We found local council officers became enthusiastic and urged us to present the scheme to a wider and wider audience. Key stakeholder buy in followed, and the Local Planning Authority and landowner began committing time and resources to the potential of the scheme. The core of all engagement at both public and stakeholder level has always been the emotional resonance of the subject matter but to that core supporters started adding the commercial, political and investment rationale that is required to lift a scheme off the drawing board and into construction.
The plans to date have been through several iterations as interest groups and site constraints pushed and pulled at the plans, but the conceptual integrity remains. The memorial comprises 12 white granite retaining walls that step down over a former barrack site above the White Cliffs on Dover’s Western Heights. Each of the walls represents one of the years of conflict from 1914–1945 on which the casualty names, as recorded by the Commonwealth War Graves Commission, are inscribed.
The heritage benefit comes from the investment in the frayed historic fabric of the area. Both the North Entrance to the historic fortress complex and the remarkable Drop Redoubt will be drawn into the scheme, deriving investment, use, visitors and a significantly enhanced identity from the memorial’s presence. Less comfortably but equally necessarily the local business community has established that the local economy would derive annual indirect benefits from the memorial’s visitors of around £12.5 million.
It remains to be seen if the National War Memorial will become a reality. Potentially the Millennial rush to commemorate has left the country and Commonwealth with memorial fatigue but that is never evident when we consult on the scheme.
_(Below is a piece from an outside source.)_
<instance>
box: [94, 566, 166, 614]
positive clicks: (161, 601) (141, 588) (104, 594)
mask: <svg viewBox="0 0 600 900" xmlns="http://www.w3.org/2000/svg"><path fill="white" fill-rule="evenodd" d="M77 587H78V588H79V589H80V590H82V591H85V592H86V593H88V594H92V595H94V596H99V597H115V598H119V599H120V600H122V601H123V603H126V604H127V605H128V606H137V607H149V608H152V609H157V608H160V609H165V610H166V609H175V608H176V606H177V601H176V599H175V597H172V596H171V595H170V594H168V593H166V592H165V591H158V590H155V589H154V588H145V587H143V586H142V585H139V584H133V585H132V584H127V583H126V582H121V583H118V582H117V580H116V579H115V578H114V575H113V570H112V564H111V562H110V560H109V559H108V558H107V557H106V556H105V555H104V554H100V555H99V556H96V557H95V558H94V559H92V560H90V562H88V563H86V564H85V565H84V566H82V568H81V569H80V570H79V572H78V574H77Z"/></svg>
Whether it is the need for a secular architecture that can be deemed sacred, a yearning for a personal connection with the individuals who fell in the wars or the creation of a new national foundation myth, there is clearly a latent demand for appropriate and personal commemoration of the wars to continue, unintentionally turning landscape architects into social entrepreneurs.
John Pegg is a founder of Craft Pegg landscape architects.